Mercy and Faithfulness

by John Fischer

Faithfulness is the one ongoing quality God asks of us. He is willing to justify us; He is willing to grant us mercy instead of the condemnation we deserve, but he does ask for a life of faithfulness.

Faithfulness is in contrast to perfection. Being faithful is a far cry from being perfect. Faithfulness means being authentic, devoted, consistent, loyal. An alcoholic who regularly shows up at A.A. meetings is faithful. She may slip and fall, but she is faithful to get up again. She may lie to her supervisor, but she is faithful to tell the truth when confronted. Faithfulness allows for failure; perfection does not.

When God calls for perfection, it is assumed that I cannot perform it. It’s the demand for perfection that keeps me relying on God’s mercy and grace. But the call to faithfulness is a call I can answer. Faithful to follow, faithful to confess, faithful to obey, faithful to repent, faithful to believe, faithful to pray and seek God – all these are the requirements of faithfulness. All of them are doable and are, in fact, my responsibility and my joy, having been the unexpected recipient of so great a mercy.
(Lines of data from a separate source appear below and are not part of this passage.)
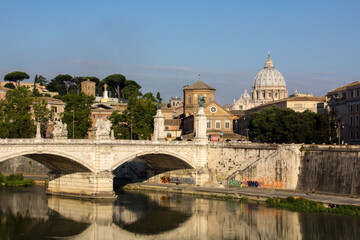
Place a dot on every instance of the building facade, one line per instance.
(219, 120)
(88, 87)
(345, 102)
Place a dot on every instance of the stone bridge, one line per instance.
(84, 167)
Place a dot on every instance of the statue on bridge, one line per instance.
(60, 130)
(103, 128)
(201, 100)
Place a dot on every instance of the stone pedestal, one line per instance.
(200, 119)
(83, 184)
(38, 134)
(159, 127)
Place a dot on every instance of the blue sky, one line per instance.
(164, 45)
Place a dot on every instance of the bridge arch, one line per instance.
(54, 160)
(158, 159)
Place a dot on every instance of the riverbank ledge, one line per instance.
(254, 195)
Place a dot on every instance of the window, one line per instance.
(213, 109)
(227, 124)
(218, 124)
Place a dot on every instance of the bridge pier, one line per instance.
(82, 184)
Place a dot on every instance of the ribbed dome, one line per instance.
(269, 76)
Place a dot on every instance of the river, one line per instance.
(28, 213)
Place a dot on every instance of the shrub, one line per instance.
(2, 178)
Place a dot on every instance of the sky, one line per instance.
(165, 45)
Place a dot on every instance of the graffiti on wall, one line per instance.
(165, 179)
(220, 178)
(267, 182)
(236, 183)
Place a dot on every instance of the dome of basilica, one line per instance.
(269, 76)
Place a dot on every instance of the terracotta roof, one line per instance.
(200, 85)
(238, 112)
(48, 99)
(291, 99)
(4, 88)
(172, 122)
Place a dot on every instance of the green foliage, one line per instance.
(41, 114)
(304, 205)
(137, 121)
(15, 115)
(121, 124)
(77, 114)
(40, 80)
(20, 183)
(16, 180)
(244, 199)
(117, 83)
(14, 177)
(61, 84)
(76, 87)
(287, 126)
(16, 76)
(10, 85)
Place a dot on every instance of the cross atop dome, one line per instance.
(269, 63)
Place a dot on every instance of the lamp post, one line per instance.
(73, 123)
(131, 117)
(338, 125)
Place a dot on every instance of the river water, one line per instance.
(27, 213)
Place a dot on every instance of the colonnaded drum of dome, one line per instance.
(269, 85)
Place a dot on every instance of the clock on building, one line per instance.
(213, 109)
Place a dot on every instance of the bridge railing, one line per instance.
(89, 141)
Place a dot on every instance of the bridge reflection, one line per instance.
(30, 214)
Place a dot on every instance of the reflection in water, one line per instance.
(25, 214)
(30, 214)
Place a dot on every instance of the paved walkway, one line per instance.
(253, 193)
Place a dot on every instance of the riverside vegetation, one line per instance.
(16, 180)
(304, 205)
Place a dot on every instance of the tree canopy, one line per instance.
(61, 84)
(16, 77)
(278, 125)
(116, 82)
(16, 119)
(137, 121)
(9, 85)
(77, 114)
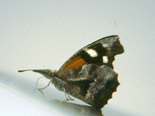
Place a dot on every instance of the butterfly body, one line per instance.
(88, 75)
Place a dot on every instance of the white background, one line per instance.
(45, 33)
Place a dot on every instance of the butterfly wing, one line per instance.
(99, 52)
(92, 84)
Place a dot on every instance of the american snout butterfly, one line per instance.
(88, 75)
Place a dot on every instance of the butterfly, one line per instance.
(88, 75)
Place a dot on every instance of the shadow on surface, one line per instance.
(77, 109)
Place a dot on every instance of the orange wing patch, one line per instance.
(75, 62)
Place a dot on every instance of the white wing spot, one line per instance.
(92, 52)
(105, 59)
(105, 45)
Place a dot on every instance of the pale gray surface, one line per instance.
(44, 34)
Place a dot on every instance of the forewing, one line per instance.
(99, 52)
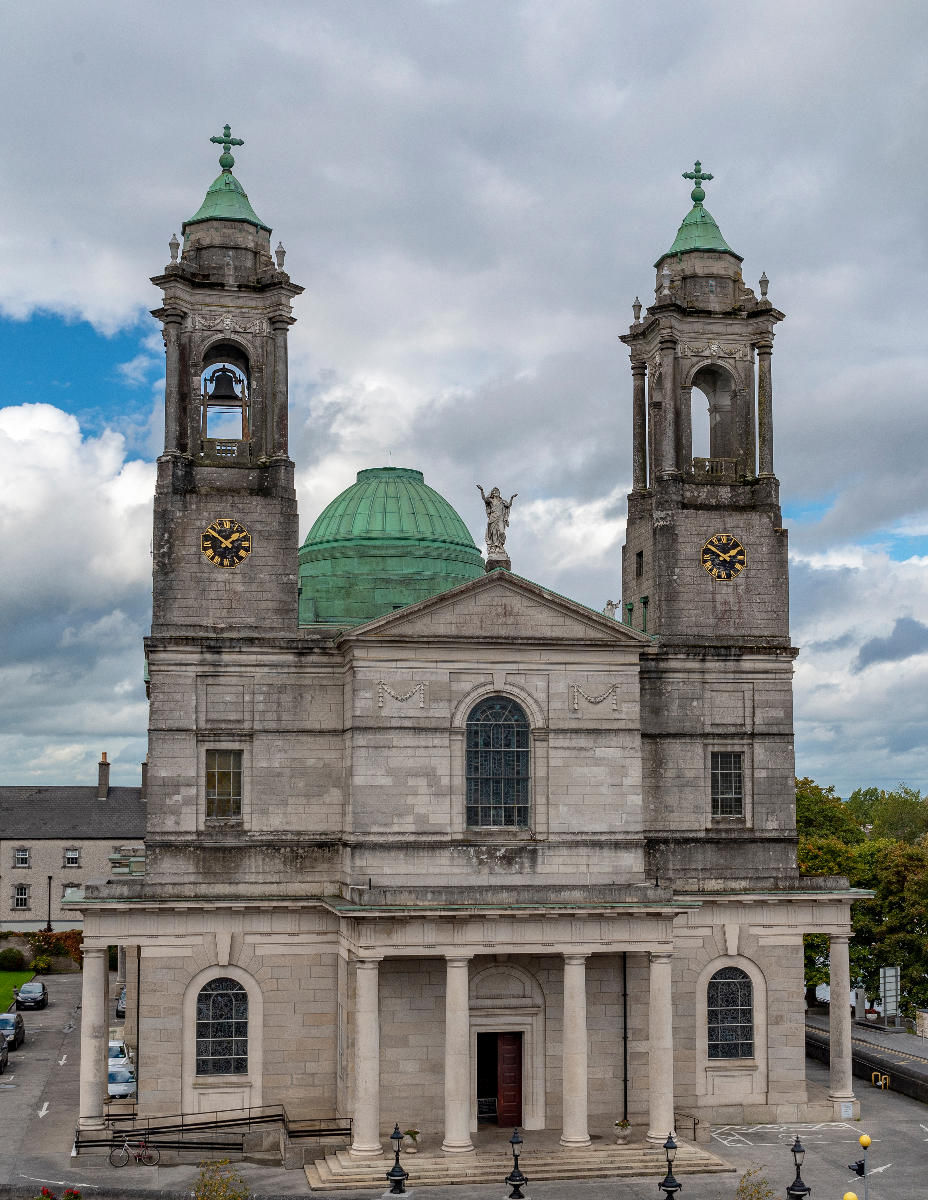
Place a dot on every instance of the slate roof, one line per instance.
(34, 813)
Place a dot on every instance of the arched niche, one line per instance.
(714, 420)
(225, 387)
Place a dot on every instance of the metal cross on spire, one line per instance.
(698, 175)
(227, 142)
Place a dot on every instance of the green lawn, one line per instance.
(10, 979)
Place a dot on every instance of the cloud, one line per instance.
(908, 637)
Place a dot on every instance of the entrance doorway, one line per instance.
(500, 1079)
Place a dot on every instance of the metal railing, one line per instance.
(189, 1131)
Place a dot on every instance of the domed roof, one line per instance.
(387, 541)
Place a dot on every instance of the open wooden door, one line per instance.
(509, 1079)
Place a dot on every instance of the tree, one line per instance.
(821, 814)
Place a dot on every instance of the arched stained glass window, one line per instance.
(730, 1002)
(497, 765)
(222, 1029)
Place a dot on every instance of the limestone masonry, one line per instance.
(436, 845)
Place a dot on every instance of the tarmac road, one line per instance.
(39, 1105)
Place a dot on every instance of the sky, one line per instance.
(472, 192)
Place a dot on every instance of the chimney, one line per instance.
(103, 777)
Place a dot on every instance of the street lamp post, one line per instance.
(515, 1179)
(396, 1176)
(797, 1189)
(669, 1186)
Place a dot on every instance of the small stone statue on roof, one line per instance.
(497, 521)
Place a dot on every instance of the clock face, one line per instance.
(226, 543)
(723, 556)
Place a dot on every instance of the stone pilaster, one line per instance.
(840, 1086)
(575, 1132)
(94, 1037)
(457, 1057)
(660, 1049)
(366, 1127)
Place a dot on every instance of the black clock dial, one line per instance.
(724, 557)
(226, 543)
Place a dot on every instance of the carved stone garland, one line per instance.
(385, 690)
(576, 691)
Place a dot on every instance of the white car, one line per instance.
(120, 1081)
(119, 1055)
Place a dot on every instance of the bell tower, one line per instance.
(226, 535)
(705, 556)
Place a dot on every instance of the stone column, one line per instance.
(840, 1090)
(457, 1057)
(660, 1049)
(575, 1079)
(639, 427)
(765, 409)
(94, 1037)
(366, 1126)
(686, 429)
(281, 389)
(172, 381)
(669, 447)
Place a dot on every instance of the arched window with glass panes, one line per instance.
(222, 1029)
(498, 765)
(730, 1005)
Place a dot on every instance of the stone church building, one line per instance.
(432, 844)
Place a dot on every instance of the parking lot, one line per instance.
(39, 1108)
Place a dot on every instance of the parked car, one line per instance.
(119, 1055)
(120, 1081)
(33, 995)
(12, 1025)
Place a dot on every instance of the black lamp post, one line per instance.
(515, 1179)
(669, 1186)
(396, 1175)
(797, 1189)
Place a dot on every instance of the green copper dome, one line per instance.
(226, 201)
(387, 541)
(699, 229)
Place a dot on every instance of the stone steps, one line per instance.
(341, 1173)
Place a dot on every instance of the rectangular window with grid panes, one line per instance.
(223, 785)
(728, 784)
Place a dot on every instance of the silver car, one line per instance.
(120, 1083)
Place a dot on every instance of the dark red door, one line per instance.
(509, 1079)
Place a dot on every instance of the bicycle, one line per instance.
(139, 1150)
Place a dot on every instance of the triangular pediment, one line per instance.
(500, 606)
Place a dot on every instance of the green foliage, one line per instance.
(219, 1181)
(821, 814)
(754, 1186)
(12, 959)
(10, 979)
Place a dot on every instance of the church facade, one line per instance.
(429, 843)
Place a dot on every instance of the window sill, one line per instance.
(214, 1081)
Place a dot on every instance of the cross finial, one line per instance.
(698, 175)
(227, 142)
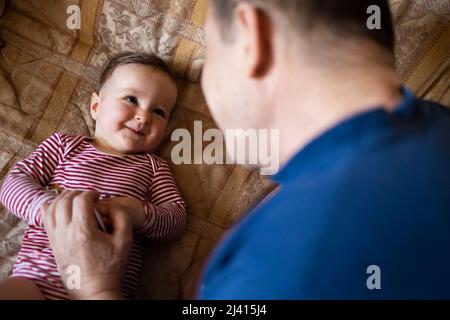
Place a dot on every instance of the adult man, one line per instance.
(362, 211)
The Pharisees could have had it all if they would have been willing to admit their hypocrisy and join the rest of the human race on their knees before a merciful Lord. “God, have mercy on me, a sinner,” cried the publican in the parable of Jesus (Luke 18:13). Imagine if you will, a Pharisee in his long robe, his phylacteries, and his ornate turban, down on his knees next to the tax collector in tears of repentance and joy. Imagine these two embracing, both overwhelmed at the mercy of God in hearing and answering the same prayer. There you have a true picture of the kingdom of God. It’s hard to imagine the Pharisee standing up after such an experience and judging anyone.

And following such strange and unexpected union would be two unlikely followers of Christ, getting up off their knees and encouraging each other to be faithful. Shouldn’t we want to be faithful after all He’s done for us?